31 things about Santo Domingo that you didn't know

31 facts about one of the largest cosmopolitian cities in the Caribbean: Santo Domingo

  1. Completed in 1992, in time for the 500th anniversary of the Discovery of America, Santo Domingo’s Columbus Lighthouse is a museum, monument and mausoleum housing the remains of Christopher Columbus.

  2. Santo Domingo is one of Latin America’s most economically developed cities with more than three million residing within its metropolitan area.

  3. Santo Domingo’s Museo de las Casas Reales was built in 1511 to house the administrative offices of the Spanish colonies in the Americas.

  4. Avenida George Washington runs along the Caribbean Sea and includes its own Washington Monument-like Obelisk. However, the El Obelisco), was built by dictator Rafael Trujillo in 1936 to commemorate the renaming of the city to Cuidad Trujillo.

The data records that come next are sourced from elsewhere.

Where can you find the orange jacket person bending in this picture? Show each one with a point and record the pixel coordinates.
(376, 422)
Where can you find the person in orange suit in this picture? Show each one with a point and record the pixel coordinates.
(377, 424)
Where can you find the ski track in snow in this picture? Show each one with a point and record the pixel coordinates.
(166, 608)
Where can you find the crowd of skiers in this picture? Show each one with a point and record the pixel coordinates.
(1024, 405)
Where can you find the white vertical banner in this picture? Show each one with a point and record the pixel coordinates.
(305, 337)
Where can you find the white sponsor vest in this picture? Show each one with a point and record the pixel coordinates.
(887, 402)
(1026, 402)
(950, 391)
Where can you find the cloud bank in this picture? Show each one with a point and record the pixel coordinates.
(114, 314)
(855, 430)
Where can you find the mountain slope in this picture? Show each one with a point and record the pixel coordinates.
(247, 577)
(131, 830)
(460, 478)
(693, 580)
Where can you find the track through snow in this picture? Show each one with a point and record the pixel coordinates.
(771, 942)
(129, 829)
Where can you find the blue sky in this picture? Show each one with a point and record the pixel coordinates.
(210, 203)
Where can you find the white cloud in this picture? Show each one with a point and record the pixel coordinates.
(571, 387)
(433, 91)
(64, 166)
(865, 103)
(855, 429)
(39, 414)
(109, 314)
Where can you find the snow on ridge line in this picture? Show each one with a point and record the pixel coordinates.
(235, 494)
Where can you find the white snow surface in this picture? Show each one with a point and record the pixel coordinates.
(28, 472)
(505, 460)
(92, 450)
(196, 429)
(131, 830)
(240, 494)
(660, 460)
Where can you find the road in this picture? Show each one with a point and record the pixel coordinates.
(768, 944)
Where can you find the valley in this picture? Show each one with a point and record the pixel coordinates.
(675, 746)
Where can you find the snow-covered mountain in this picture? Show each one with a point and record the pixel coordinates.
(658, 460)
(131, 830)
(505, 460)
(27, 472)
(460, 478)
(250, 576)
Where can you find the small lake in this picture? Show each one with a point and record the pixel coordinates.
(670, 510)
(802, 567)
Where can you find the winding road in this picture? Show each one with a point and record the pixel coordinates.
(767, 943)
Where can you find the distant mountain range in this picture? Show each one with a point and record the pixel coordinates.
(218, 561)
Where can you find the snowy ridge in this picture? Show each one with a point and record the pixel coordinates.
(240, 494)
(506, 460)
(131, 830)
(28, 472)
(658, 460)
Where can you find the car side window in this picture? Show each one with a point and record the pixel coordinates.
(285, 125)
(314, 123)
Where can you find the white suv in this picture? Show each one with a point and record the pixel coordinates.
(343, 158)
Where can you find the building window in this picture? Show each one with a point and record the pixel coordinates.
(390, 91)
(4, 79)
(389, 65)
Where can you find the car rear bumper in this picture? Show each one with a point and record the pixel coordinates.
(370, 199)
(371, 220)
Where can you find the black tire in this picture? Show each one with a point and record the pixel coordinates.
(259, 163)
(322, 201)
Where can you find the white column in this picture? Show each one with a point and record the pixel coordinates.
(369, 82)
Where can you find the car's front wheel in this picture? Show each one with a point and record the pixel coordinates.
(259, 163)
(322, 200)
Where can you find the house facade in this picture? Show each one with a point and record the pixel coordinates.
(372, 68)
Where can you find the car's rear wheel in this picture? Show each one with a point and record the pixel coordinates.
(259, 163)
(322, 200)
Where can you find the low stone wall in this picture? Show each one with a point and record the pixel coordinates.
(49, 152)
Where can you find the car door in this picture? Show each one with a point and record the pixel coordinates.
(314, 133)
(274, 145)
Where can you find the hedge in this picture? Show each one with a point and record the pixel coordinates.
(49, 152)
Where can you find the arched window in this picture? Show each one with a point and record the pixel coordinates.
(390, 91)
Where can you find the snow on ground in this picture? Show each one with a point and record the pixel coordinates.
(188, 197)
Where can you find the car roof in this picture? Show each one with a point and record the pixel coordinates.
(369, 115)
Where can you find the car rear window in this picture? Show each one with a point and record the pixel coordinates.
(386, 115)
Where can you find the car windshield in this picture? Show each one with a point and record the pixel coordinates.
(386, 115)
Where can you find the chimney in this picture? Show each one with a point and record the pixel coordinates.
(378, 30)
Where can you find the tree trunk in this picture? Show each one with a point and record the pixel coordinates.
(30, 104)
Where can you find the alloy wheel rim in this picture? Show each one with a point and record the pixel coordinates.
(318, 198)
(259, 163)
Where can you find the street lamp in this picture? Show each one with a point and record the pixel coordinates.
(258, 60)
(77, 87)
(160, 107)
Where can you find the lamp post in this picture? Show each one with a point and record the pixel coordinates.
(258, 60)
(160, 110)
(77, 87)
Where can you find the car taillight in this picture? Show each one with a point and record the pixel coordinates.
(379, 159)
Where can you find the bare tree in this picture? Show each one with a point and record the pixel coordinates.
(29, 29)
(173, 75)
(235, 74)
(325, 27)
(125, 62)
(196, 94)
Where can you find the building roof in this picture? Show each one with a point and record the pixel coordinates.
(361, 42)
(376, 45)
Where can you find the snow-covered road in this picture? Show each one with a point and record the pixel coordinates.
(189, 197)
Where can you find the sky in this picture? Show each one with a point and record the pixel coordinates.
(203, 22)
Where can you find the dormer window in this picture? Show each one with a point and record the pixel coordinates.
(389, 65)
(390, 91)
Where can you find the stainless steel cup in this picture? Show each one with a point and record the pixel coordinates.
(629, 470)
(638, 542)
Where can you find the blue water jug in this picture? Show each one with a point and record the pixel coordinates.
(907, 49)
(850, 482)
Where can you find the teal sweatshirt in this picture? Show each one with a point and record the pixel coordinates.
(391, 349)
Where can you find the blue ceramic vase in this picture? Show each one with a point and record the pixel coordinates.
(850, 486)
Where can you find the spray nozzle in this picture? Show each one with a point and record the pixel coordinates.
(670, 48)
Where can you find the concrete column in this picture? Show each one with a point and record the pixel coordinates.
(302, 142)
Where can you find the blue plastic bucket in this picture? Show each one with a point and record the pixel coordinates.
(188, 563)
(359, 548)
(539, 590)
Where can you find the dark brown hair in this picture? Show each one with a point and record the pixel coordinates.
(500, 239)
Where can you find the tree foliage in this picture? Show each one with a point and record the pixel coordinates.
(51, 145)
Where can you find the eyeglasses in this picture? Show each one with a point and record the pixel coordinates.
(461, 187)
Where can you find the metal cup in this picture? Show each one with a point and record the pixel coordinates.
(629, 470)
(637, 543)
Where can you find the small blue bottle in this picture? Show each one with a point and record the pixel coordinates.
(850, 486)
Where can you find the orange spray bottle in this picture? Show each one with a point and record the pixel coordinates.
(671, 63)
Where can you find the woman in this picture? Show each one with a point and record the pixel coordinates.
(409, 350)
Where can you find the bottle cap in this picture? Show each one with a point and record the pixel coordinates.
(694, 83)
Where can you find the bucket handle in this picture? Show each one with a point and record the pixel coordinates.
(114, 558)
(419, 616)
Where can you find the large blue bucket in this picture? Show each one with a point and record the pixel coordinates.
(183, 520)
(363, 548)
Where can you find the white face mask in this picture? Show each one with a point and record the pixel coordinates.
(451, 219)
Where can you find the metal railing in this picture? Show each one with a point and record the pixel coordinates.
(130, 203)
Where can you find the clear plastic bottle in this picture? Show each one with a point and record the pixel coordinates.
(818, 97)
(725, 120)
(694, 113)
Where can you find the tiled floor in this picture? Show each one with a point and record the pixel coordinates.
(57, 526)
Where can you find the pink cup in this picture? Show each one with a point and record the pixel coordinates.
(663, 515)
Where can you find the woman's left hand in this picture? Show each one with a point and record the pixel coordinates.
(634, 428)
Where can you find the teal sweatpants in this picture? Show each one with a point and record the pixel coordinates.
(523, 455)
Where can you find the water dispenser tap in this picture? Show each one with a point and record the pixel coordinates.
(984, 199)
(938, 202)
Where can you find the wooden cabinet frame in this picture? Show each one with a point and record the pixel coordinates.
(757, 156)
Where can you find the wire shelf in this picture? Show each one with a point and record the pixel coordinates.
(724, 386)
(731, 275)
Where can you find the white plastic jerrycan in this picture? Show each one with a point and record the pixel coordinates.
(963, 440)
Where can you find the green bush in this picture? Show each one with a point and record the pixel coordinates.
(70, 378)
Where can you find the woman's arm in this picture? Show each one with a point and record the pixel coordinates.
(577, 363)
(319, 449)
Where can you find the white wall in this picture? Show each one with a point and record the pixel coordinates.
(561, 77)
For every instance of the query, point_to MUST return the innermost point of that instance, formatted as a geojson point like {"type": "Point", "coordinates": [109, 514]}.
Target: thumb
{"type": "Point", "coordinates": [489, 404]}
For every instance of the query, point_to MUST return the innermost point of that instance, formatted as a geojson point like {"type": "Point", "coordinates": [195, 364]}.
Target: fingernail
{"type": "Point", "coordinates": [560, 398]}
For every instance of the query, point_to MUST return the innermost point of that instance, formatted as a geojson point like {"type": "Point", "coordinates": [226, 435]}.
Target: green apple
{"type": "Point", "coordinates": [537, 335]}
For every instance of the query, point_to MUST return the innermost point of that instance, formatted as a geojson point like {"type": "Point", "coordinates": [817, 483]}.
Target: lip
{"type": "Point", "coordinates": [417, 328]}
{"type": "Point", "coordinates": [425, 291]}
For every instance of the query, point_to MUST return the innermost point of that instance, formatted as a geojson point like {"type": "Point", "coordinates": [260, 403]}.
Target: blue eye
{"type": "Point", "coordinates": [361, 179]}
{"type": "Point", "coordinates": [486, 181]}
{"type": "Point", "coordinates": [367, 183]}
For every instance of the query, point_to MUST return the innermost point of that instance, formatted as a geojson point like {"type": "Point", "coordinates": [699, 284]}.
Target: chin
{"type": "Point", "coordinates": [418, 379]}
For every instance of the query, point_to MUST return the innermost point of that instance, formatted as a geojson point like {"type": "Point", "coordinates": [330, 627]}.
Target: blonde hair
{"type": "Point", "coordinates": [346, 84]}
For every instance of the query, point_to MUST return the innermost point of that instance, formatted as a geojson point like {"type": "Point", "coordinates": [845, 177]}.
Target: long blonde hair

  5. Going into commercial service on January 30, 2009, Metro de Santo Domingo is the most extensive metro system in the insular Caribbean and Central America region by length and number of stations. Operating mostly underground, 61.3 million passengers rode the system in 2014.

  6. The National Pantheon was completed in 1746 as a Jesuit church by Spaniard Geronimo Quezada y Garcon. Today, it is the final resting place of the Dominican Republic’s most honored citizens.

  7. Recently, $30 million has been invested in streetscape improvements intended to beautify and “right-size” streets to improve pedestrian safety.

  8. Santo Domingo’s Barrio Chino is one of only three Chinatowns in the Caribbean.